Kepolisian juga dinyatakan lambat dalam memproses pengaduan. “Kalau buruh, nelayan, petani yang dilaporkan [investor], cepat prosesnya. Tetapi, ketika mereka yang melaporkan, lambat. Termasuk kekerasan seksual juga cukup banyak kasus lambat diproses. Aparat beralasan kurang cukup bukti dan lain-lain.”

Beragam pelanggaran oleh aparat juga disorot oleh Komisi Untuk Orang Hilang dan Korban Tindak Kekerasan (KontraS) yang menuntut perubahan dalam tubuh Polri seiring dengan momen pergantian Kapolri, yang akan segera dijabat Jenderal Polisi Listyo Sigit Prabowo. Salah satu insiden pelanggaran disiplin aparat yang banyak disorot publik adalah tindakan polisi di tol Jakarta-Cikampek yang menewaskan empat anggota Front Pembela Islam saat sudah berstatus tahanan.

“Keleluasaan Polri untuk mengeluarkan diskresi tidak digunakan dengan baik untuk mengisi kekosongan hukum. Terlebih lagi, kewenangan penggunaan diskresi tidak diikuti dengan parameter yang terukur,” kata KontraS dalam rilis pers yang diterima VICE.

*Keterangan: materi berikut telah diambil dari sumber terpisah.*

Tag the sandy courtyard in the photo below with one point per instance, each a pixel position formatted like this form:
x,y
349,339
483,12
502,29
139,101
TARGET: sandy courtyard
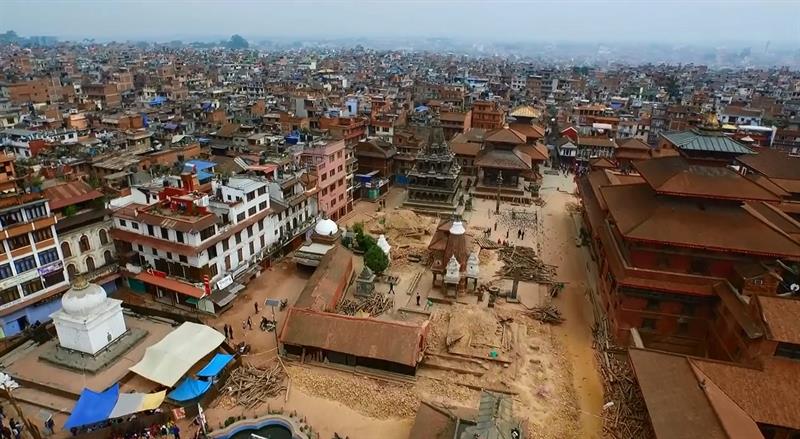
x,y
550,370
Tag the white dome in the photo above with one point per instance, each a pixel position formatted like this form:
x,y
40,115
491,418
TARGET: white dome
x,y
82,298
326,227
457,228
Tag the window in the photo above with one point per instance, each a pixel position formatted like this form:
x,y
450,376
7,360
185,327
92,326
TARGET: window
x,y
5,271
648,324
42,234
207,233
698,266
25,264
31,286
18,241
36,211
9,295
48,256
84,244
788,350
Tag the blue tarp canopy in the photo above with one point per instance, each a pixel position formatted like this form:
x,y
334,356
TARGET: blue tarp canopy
x,y
93,407
215,366
189,388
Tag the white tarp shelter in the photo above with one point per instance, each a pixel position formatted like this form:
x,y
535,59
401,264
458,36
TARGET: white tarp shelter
x,y
168,360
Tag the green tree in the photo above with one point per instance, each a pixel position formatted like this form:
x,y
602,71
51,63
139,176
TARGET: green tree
x,y
376,259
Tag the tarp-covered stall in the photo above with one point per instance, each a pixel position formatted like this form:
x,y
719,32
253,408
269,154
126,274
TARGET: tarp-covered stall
x,y
215,366
93,407
168,360
188,389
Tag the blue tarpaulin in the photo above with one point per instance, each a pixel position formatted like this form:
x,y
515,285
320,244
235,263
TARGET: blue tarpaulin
x,y
93,407
189,388
215,366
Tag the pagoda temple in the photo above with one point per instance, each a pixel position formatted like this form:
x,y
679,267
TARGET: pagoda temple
x,y
434,186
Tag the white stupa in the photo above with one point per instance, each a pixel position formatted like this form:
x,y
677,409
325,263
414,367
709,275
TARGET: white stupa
x,y
88,320
326,227
383,244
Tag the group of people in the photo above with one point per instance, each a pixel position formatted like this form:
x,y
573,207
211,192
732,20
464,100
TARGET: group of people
x,y
12,430
167,430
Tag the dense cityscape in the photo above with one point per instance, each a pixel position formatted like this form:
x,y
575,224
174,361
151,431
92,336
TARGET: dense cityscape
x,y
231,239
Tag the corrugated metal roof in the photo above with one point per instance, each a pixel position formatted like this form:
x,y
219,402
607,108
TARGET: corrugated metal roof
x,y
693,141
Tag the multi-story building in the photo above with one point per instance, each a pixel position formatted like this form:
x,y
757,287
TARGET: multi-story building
x,y
194,249
32,273
326,159
487,115
83,229
682,246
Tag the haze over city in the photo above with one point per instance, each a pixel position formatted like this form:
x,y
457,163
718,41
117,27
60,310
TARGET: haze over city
x,y
632,21
390,219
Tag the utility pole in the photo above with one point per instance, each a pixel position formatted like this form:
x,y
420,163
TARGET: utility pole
x,y
8,385
499,183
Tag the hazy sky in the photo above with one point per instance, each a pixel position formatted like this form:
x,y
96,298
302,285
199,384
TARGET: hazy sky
x,y
667,21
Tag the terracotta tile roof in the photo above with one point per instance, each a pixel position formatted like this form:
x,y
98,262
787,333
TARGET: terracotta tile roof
x,y
602,142
324,288
640,214
773,163
532,132
70,193
671,392
780,314
171,284
465,148
499,158
633,144
506,135
676,176
396,342
769,395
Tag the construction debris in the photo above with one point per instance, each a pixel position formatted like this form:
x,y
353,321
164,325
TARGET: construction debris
x,y
375,304
523,264
250,386
625,414
547,314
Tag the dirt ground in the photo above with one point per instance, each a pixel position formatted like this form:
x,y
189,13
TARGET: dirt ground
x,y
549,369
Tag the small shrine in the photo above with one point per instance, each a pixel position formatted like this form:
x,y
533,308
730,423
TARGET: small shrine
x,y
452,275
383,244
88,320
365,282
473,269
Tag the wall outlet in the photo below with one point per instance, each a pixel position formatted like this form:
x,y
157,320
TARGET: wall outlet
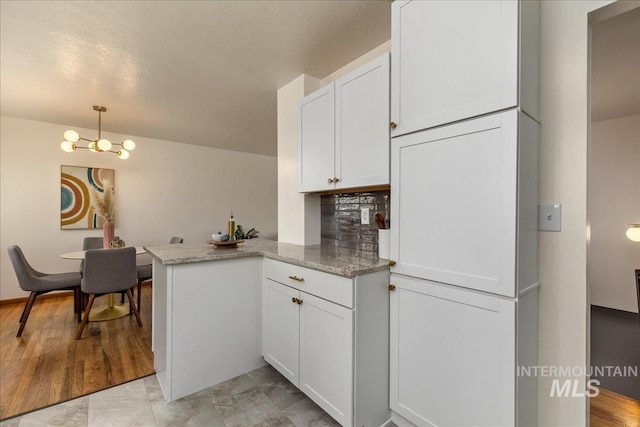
x,y
364,216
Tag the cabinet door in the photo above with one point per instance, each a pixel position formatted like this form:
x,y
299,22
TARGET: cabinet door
x,y
316,134
280,329
454,203
326,356
362,126
452,359
451,60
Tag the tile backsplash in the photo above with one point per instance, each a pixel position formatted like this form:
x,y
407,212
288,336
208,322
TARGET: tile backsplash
x,y
340,215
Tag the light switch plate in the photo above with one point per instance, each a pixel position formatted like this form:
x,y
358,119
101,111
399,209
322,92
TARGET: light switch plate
x,y
364,216
549,217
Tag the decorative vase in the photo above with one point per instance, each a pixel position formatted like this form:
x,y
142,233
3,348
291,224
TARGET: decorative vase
x,y
107,234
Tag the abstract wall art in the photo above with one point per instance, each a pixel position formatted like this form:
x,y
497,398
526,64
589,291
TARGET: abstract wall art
x,y
76,190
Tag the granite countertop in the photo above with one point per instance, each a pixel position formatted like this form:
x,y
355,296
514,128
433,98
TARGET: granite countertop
x,y
340,261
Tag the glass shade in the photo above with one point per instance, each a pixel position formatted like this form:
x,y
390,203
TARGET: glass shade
x,y
633,232
71,135
129,144
68,146
104,145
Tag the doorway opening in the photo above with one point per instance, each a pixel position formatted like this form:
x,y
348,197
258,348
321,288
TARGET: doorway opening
x,y
614,199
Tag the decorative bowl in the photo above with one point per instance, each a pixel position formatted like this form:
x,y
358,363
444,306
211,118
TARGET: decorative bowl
x,y
219,237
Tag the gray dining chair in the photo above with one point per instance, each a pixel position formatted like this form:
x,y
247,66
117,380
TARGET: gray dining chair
x,y
145,273
39,283
106,272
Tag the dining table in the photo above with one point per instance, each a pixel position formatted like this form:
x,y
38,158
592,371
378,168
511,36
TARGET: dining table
x,y
111,310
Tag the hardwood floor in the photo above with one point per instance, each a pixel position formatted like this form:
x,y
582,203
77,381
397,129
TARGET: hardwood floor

Ketika terjadi pelanggaran prosedur pun polisi lebih banyak pasif. “Pembiaran terhadap kekerasan tersebut juga dilegitimasi dengan minimnya mekanisme pengawasan, baik secara internal maupun eksternal,” tambahnya.

KontraS berharap sosok Kapolri yang baru fokus membenahi cacat dalam institusi tersebut. “Polri juga harus terbuka dan mampu menanggapi kritik dari pihak manapun sebagai bentuk kontrol masyarakat terhadap Polri sebagai aktor kunci sektor keamanan negara.”